Die Stadt prüft derzeit mögliche Standorte für eine dauerhafte Lösung. Martin Michel, Geschäftsführer der Wiesbaden Congress & Marketing GmbH, nannte die Salzbachaue als potenziellen Ort. Weitere Optionen, die bereits diskutiert wurden, sind Wiesbaden-Sonnenberg, die A66-Ausfahrt Igstadt sowie das ehemalige US-Gelände der Hainerberg-Kaserne.

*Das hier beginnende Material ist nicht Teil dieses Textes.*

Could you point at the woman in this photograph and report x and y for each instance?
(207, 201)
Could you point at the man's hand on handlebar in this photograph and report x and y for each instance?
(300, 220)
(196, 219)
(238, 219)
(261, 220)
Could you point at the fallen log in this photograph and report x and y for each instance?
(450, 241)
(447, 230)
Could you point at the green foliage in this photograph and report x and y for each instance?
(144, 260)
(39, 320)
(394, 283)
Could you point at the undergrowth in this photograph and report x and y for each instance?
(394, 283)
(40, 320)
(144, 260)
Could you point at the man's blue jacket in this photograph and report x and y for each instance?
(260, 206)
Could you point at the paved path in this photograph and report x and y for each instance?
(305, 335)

Die Stadträtin Bettina Giese lobte die Erfahrung der Schausteller bei der Organisation des Festes. Sie stimmte zu, dass Wiesbaden einen festen Platz bereitstellen müsse, um das Maifest langfristig zu sichern. Auch Dr. Gerhard Obermayr, Vorsitzender der Stadtverordnetenversammlung, unterstrich die kulturelle Bedeutung des Festes und bezeichnete es als eine "geliebte Tradition" der Wiesbadener.

Trotz des provisorischen Standorts zieht das Maifest weiterhin Besucher an. Nun liegt der Fokus von Stadtplanern und Veranstaltern darauf, einen dauerhaften Platz zu finden. Ohne eine solche Lösung bleibt die langfristige Zukunft des Festes ungewiss.